Собственно, окончательно проснувшейся Грейс никогда себя не чувствовала, что, вероятно, было к лучшему. Благодаря затуманенному сознанию она не ощущала в полной мере своего тела, походившего сейчас на одну большую рану: кости горели, мускулы и сухожилия ослабли от напряжения и усталости и были словно пронизаны тысячей мелких игл. Кровяное давление разрывало изнутри глазные яблоки, покрытая ссадинами и волдырями кожа натянулась, губы потрескались. На языке постоянно чувствовался липкий гнилостный привкус; рот и горло стали сухими и жесткими, как наждачная бумага; волосы слиплись, а пропитавшаяся по́том одежда стояла колом.
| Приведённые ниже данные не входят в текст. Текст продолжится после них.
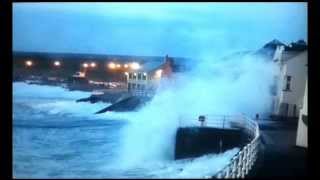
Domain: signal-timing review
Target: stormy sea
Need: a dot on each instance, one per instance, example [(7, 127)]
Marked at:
[(56, 137)]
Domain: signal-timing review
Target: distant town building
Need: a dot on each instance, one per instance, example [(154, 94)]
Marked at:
[(144, 81), (290, 83)]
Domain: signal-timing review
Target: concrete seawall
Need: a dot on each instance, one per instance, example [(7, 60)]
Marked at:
[(197, 141)]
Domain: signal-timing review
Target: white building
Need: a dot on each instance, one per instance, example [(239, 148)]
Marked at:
[(144, 80), (302, 134), (291, 82)]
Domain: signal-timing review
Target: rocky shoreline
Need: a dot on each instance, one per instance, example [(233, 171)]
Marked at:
[(121, 100)]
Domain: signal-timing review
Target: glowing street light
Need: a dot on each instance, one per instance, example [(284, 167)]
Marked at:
[(135, 65), (57, 63), (93, 64), (112, 65), (159, 73), (29, 63), (85, 65)]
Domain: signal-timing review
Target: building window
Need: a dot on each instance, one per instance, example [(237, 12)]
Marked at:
[(288, 83), (294, 110)]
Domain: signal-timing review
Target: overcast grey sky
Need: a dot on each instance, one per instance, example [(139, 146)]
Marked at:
[(177, 29)]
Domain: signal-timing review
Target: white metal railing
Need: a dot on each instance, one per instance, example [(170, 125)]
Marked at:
[(143, 93), (243, 161)]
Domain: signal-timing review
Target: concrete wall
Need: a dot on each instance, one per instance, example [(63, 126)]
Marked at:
[(297, 69), (197, 141), (302, 134)]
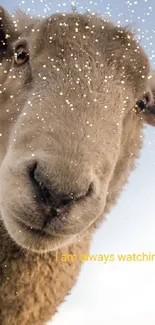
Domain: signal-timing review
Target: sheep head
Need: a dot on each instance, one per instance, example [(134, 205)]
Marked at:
[(69, 85)]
Я. Больше. Не. Могу. Эта разорванная мысль снова и снова пульсировала в ее пересохшем мозгу. Я. Больше. Просто. Не. Могу. Бесполезная мысль, потому что обратный путь не предлагал ничего другого, чем тот, что лежал перед ними: все тот же мучнистый, белый песок, шлаковидные валуны да острые скалы. Лишь изредка пустыня подавала робкие признаки жизни в виде похожих на кусты мимозы сухих зарослей или ощетинившейся колючками акации.